When you are in an intercultural relationship, chances are the two of you will come from different countries. While this is incredibly exciting, it can also mean that the chances of you ending up in a long-distance relationship at some point in your lives are much higher. Especially where Chinese men are concerned, there is an expectation for them to return to their hometown and be dutiful sons by looking after their parents. However, it might not be an option for you to follow him into a third-tier city, where realistically the only way of making money is by being an English teacher. If you do decide that you want to be together – you just can’t at this point in your life – here are a few suggestions from my two years of being in a “slightly long distance relationship.”
1. 100 Percent Trust
The first and most important condition for any long-distance relationship is trust. When you and your partner are in different places, a lot of the time you do not know what the other person is doing, so you need to be able to believe that your partner is not messing about. If anything has ever happened in your relationship to make you suspicious of your partner, then do not even attempt an LDR (long-distance relationship), as you will go crazy with worry and jealousy and it will most certainly end badly.
2. Build Closeness Across the Distance
A big threat in LDRs is the physical distance turning into an emotional distance. When you and your partner are far away from each other and do not share your lives, it is very easy to grow apart and fall out of love. There are a few actions you both can take to work against this happening.
2.1 Regular Communication
The absolute key is regular communication. I used to speak with my husband every single day multiple times. Usually, we would video chat in the evening, and during the day we would send some messages via apps such as WeChat. Whenever anything exciting or bad happens, he is the first person I will message (or call if possible) and this way he stays involved in my life. Many LDRs I know started out fine and then slowly communication got less and less until it was only once a week. If this is happening to you, you need to ask yourself (and your partner) if the relationship is over, as you two seem to be drifting apart.
2.2 Do Things Together Apart
The best way to keep that emotional connection is by doing things together, even if you are not in the same place. Video chat is a godsend for this. For example, you can cook together using video chat, each person making their own meal. Or you can both agree to watch your favorite TV shows at the same time. This creates that normality of when you were living together.
Another great option is falling asleep together, or one of you falling asleep while the other stares at the other creepily. We have done this a few times, and I have to say it is magical, it creates a really strong bond. Watching my husband drift away peacefully into sleep like an innocent little baby is still one of the most gratifying experiences video chat has to offer.
Finally, you can create a new bond by learning something new together, something that you can share and ideally be connected online for. I have not done this before, but I think it is potentially a great idea.
3. When You Meet
Of course, it goes without saying that you should meet your partner in person as often as possible, within your financial possibilities. If you are in the same province you might be able to meet every two weeks, the same country maybe once a month. If you are on different continents, it obviously gets trickier. When you do meet, make sure to keep a few things in mind.

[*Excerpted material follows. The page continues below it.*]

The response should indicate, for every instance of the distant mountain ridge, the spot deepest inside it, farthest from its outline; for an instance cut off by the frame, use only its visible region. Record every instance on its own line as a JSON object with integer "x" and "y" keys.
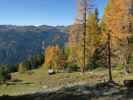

3.1 Prioritize Your Partner
Your partner has just come all the way to meet you, and the two of you only have a limited amount of time together. You have to prioritize spending time with your partner over anything else. After all, there is nothing more frustrating than taking a plane to see someone only to be told “Honey, I am hanging out with my friends tonight. See you later.” That might be the last time Honey comes to see you, my friend. Don’t waste people’s time like that.
3.2 Be Realistic
When you are unable to spend a lot of time together, you often expect the little time you have to be super exciting and magical,,, like a Disney movie, all fireworks and happily ever after. In reality, that is rarely the case. You are just human and very likely you will disagree on something. Going into these meetings with unrealistic expectations can set the bar too high and cause disappointment and unnecessary conflict.
3.3 Build Rituals
Actually, rather than planning an amazingly exciting meet-up, you should be focusing on building rituals. For example, you always go to have lunch at that same restaurant the first day after you arrive in your partner’s town. This creates a routine and a feeling that you are still a “regular couple,” and gives you a sense of security and familiarity.
4. Appreciate the Advantages
I personally believe that the attitude with which you go into the LDR makes a huge difference. If all you are thinking is about how your partner is so far away and how lonely you are and how little you see each other, you will make yourself unhappy. Instead, enjoy the free time and space that you have now gained. Take up new hobbies, rediscover yourself as an individual. Meet new people and expand your network. By leading an independent life and becoming a more interesting person, you will become even more attractive to your partner as well. After all, would you rather date the exciting person who paints or runs marathons in their free time and keeps telling you funny stories about their friends, or the mopey, sad, depressed person who sits at home just waiting for your call to tell you how unhappy they are?
5. Make Plans for the Future
Finally, while I do believe LDRs can work with the right mindset, they should ideally be only a temporary solution rather than a long-term situation. In order to give both of you the mental strength to pull this off, you need to have an endgame. While there are people for whom LDRs simply aren’t an option, I’d not give up that good job or that great place just yet. Give it a try, and you might surprise yourself!